Blood investigations.

Test	Results	Test	Results
Haemoglobin (g/L)	11.5	Hepatitis B serology	Negative
Mean corpuscular volume (1015/L)	79	Hepatitis B serology	Negative
White cell count (109/L)	7.3	Human immunodeficiency virus serology	Negative
Platelet (109/L)	220	C-reactive protein (mg/L)	<0.5
Sodium (mmol/L)	135	Erythrocyte sedimentation rate (mm/h)	3
Potassium (mmol/L)	3.1	Troponin-T (<14 ng/L)	85
Urea (mmol/L)	10.5	Prothrombin time (s)	13.0
Creatinine (mmol/L)	112	International Normalized Ratio	1.0
NT-pro brain natriuretic peptide (pg/mL; <220)	245	Activated prothrombin time (s)	45.3

Discussion

BVT is uncommon, occurring in 6.0–12.7% of patients with bioprosthetic valves. ² Although the majority of cases remain subclinical and are only discovered incidentally on routine TTE, patients can present with symptoms and signs consistent with heart failure or cardiogenic shock due to mechanical obstruction.

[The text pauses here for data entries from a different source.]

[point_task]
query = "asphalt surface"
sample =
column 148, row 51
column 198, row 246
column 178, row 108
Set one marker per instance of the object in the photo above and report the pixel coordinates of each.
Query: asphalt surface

Patients can also present with signs suggestive of embolism, such as in our case, possibly due to delayed thrombus organisation. ³ In our patient, an important differential diagnosis would have been prosthetic valve endocarditis (PVE), especially in view of very recent surgical intervention. ⁴ However, the mobile mass was of soft echo density with an irregular shape and, in our opinion, fairly homogenous. Despite being on the atrial side (which is the site with higher pressure side of the prosthesis), the lack of clinical features and positive blood cultures to support a diagnosis of infection made PVE unlikely. A multi-modality imaging approach may have been helpful in differentiating PVE from BVT through the use of 18-fluorine-fluorodesoxyglucose positron emission tomography, multi detector-row computed tomography and three-dimensional echocardiography. ⁴

Although the exact pathophysiology remains elusive, proposed mechanism for BVT include abnormal haemostatic activation through artificial surface contact, perturbations in blood flow with high endothelial wall shear stress and patient risk factors favouring a hypercoagulable state. ³ The development and presence of thrombi further leads to valve degeneration when left untreated, and often manifest as dehiscence (rocking motion of the prosthesis) and paravalvular leaks on echocardiography, as demonstrated in our patient. ⁵ However, the role of prophylactic anticoagulation post-valvular replacement remains contentious, though some guidelines recommend anticoagulation use up to 90 days postoperatively. ³

Management of BVT includes using anticoagulation, thrombolytics, surgical replacement and transcatheter valve-in-valve therapy, with the majority of evidence having derived from studies on aortic valve replacement (both surgical and transcatheter). ³ At present, there are no guidelines available on managing BVT in patients with concurrent intracerebral haemorrhage, such as in the case of our patient, highlighting the importance of multidisciplinary efforts and patient inclusivity in decision making.